30 Haziran 2023 Cuma

SA10247/MT172: Bağlantısız İnsanlar: Amerika'nın Samimiyet Sorunu

   Sonsuz Ark/ Evrensel Çerçeveye Yolculuk

Sonsuz Ark'ın Notu:
Çevirisini yayınladığımız analiz, The Atlantic kıdemli editörü Isabel Fattal'a aittir ve Amerikan toplumunda gittikçe artan yalnızlaşmaya odaklanmaktadır. "Son yıllarda, Amerikalılar samimiyetten giderek daha fazla rahatsız oluyor gibi görünüyor. Neden? Ve bu eğilim tersine çevrilebilir mi?" diye soran The Atlantic editörünün de fark ettiği üzere, artık bütünlüğünü kaybetmiş bir Amerika Birleşik Devletleri'nde de benzer bütün imparatorluklarda yaşanan sonda olduğu gibi, insanların birbirine karşı derin bir güvensizlik ve klasik bir umutsuzlukla dolu olduğunu görmek mümkündür.
Seçkin Deniz, 30.06.2023, Sonsuz Ark

Disconnected People: America’s Intimacy Problem

"İnsanlar birbirlerine olan güvenlerini kaybediyor gibi görünüyor." 
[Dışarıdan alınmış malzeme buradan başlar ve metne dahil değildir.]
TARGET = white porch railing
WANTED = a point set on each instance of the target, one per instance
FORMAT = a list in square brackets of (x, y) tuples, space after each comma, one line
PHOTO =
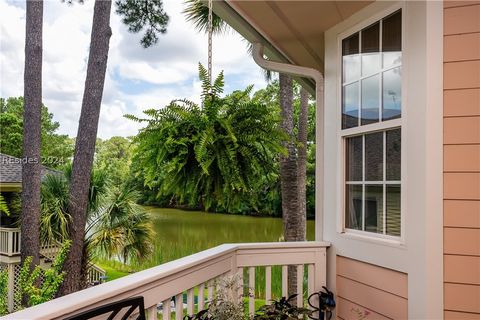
[(174, 279), (10, 241)]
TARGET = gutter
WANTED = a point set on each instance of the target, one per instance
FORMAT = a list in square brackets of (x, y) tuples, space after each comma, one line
[(245, 28), (315, 75)]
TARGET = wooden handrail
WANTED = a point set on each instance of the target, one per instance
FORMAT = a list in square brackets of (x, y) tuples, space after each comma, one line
[(171, 279)]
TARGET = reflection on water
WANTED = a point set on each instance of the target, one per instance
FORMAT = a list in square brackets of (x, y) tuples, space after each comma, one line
[(180, 233)]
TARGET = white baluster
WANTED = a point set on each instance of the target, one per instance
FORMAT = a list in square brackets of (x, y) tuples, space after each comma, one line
[(201, 297), (285, 281), (268, 284), (251, 289), (152, 313), (179, 306), (166, 309), (240, 286), (210, 291), (300, 285), (190, 302), (310, 280)]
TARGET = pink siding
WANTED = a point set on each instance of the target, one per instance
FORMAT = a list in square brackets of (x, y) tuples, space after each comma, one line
[(462, 159), (366, 291)]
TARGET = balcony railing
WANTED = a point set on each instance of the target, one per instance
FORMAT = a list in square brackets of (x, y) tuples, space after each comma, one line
[(10, 241), (194, 277)]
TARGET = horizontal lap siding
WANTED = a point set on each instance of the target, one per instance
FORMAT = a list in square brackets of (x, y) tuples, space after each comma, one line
[(462, 159), (366, 291)]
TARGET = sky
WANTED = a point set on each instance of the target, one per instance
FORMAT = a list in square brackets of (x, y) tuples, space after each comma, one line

Meslektaşım Faith Hill, 20 yılı aşkın deneyime sahip bir terapist olan Michael Hilgers ile kısa bir süre önce röportaj yaptığında, Amerika'daki samimi yakınlık kurma konusunda endişe verici bir tablo çizdi: “İnsanların ne kadar kopuk olduğunu izlemek acı verici" dedi. Hilgers, danışanların derin sosyal bağlantılar kurmak istediğini hissedebilse bile, "oraya nasıl ulaşılacağı konusunda çok fazla kafa karışıklığı ve korku var" dedi.


(Norman Posselt / fStop / Getty)

Amerika'nın güvensiz bağlanma çağında olduğu söylenebilir.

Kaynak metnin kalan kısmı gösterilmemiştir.